/text_space

Assignment 5 for Language Analytics (S2023)

Primary LanguagePython

TextSpace

This repository holds the code for the 5th and final project for Language Analytics (S2023). It contains a local Python package called TextSpace which allows for interactive exploration of a corpus of text documents. Futhermore it contains a demo of the package using a corpus of danish song lyrics, as well as a script for initialising a dash app for interactive exploration of the lyrics in embedding space projected unto 3 principal components.

Description of the data

To demonstrate the functionality of the package as collection of lyrics from danish songs from 10 artists were scraped from Genius.com. Up to 5 songs from each artist were scraped, but only the danish songs were saved.

Artist Number of songs
Anne Linnet 5
Kim Larsen 5
Guldimund 5
Lis Sørensen 4
Medina 3
Nephew 3
Sannne Salomonsen 5
The Minds of 99 4
Zar Paulo 5
Total 39

Usage and reproducibility

The code was developed and tested on a MacBook Pro with macOS (Ventura v3.3., python v3.10.7). Furhermore, the pipeline was tested on uCloud (Ubuntu v22.10m, Coder python v1.77.3, python v3.10.7). Here all code runs as expected, except for the dash app which does not connect correctly to the host.

To reproduce the results of the example functionality of the package using the danish songs, follow the steps below. All terminal commands should be run from the root directory of the repository.

  1. Clone the repository
  2. Aquire a Genius API key and paste it into the TOKEN.txt file
  3. Create a virtual environment and install requirements
bash setup.sh
  1. Run the run.sh script to:
    • Scrape danish song lyrics from Genius
    • Preprocess the lyrics and prepare dataframe with appropriate columns for TextSpace
    • Use TextSpace to create 3d visualisation of the lyrics using BoW, GPT2, latent dirichlet allocation and emotion embeddings

Note: As the repository holds all the files created by running the script you can skip running the following command if you just want to run the dash app.

bash run.sh
  1. To run the dash app, run the following command
source env/bin/activate
python examples/src/dash_app.py

Using your own corpus

If you want to display the embeddings of your own corpus, you can do so by simply providing a dataframe with the following columns:

  • title
  • author
  • text_full

The text_full column should contain the full text of the document, while the title and author columns should contain the title and author of the document respectively. The title and author columns are used for labelling the documents in the visualisation. The text_full column is used for calculating the embeddings. All columns should contain strings.
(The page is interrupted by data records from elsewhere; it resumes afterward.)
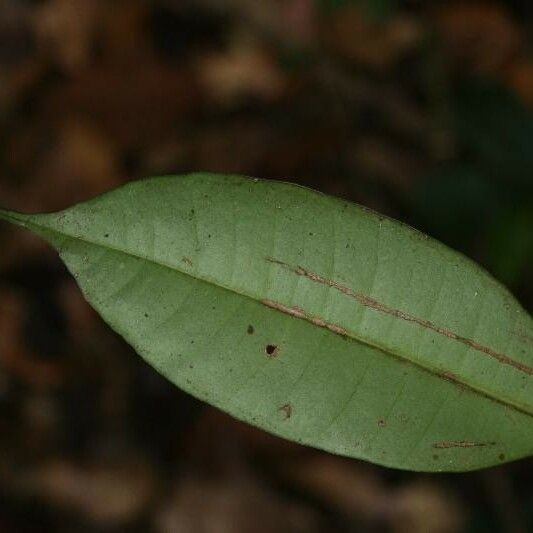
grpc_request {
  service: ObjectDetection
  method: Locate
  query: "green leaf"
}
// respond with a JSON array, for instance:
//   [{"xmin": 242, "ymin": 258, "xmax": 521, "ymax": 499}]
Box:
[{"xmin": 0, "ymin": 174, "xmax": 533, "ymax": 471}]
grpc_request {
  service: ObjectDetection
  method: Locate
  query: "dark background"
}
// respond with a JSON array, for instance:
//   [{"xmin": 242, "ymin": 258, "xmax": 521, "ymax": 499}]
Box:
[{"xmin": 0, "ymin": 0, "xmax": 533, "ymax": 533}]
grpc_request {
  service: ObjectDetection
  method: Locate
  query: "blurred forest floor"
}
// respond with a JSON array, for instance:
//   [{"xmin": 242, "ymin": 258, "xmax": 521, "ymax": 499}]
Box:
[{"xmin": 0, "ymin": 0, "xmax": 533, "ymax": 533}]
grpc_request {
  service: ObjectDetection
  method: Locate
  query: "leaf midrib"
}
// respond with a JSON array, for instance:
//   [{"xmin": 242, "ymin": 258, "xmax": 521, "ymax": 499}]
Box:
[{"xmin": 4, "ymin": 209, "xmax": 533, "ymax": 418}]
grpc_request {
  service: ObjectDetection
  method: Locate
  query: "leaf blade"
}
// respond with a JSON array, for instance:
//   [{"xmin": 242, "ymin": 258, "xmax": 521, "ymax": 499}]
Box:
[{"xmin": 2, "ymin": 171, "xmax": 533, "ymax": 470}]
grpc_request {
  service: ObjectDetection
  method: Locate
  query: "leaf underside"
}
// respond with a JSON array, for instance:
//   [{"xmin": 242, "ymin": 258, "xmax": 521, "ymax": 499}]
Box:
[{"xmin": 0, "ymin": 174, "xmax": 533, "ymax": 471}]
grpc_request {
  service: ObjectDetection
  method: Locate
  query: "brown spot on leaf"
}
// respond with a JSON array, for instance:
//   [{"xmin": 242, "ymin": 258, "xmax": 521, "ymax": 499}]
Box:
[
  {"xmin": 433, "ymin": 440, "xmax": 496, "ymax": 449},
  {"xmin": 265, "ymin": 344, "xmax": 279, "ymax": 357},
  {"xmin": 266, "ymin": 257, "xmax": 533, "ymax": 376},
  {"xmin": 278, "ymin": 403, "xmax": 292, "ymax": 420}
]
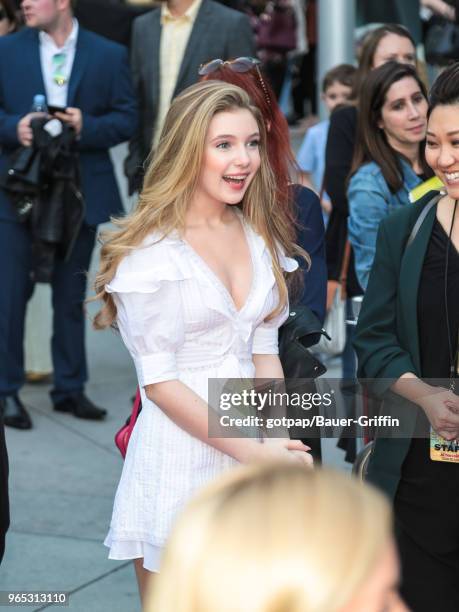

Place the dataframe in the data folder and name it "plotly_data.csv". Then you can both run run.sh or the dash_app.py script to visualise the embeddings of your own corpus.

Repository structure

├── data 
│   ├── plotly_data.csv
│   ├── lyrics
│   │   ├── Anne_Linnet-Barndommens_Gade.txt
│   │   └── ...
├── env                                         <- Not included in repo
├── examples
│   ├── src
│   │   ├── dash_app.py
│   │   ├── preprocess_lyrics.py
│   │   ├── scrape_songs.py
│   │   └── text_space.py
│   └── ...
├── TextSpace                                   <- Local python package
│   ├── __init__.py
│   ├── dash_application.py
│   ├── data.py
│   └── plot3D.py
├── .gitignore
├── README.md
├── requirements.txt
├── run.sh
├── setup.sh
└── TOKEN.txt                                   <- Remember to add your own Genius API key

Results

To display the results of the example functionality of the package using the danish songs, follow the following links:

These can also be found in the examples folder of the repository. Additionally the dash app provides an interactive way of exploring the corpus. It allows you to switch seamlessly between the types of embeddings and display the full text by clicking the songs.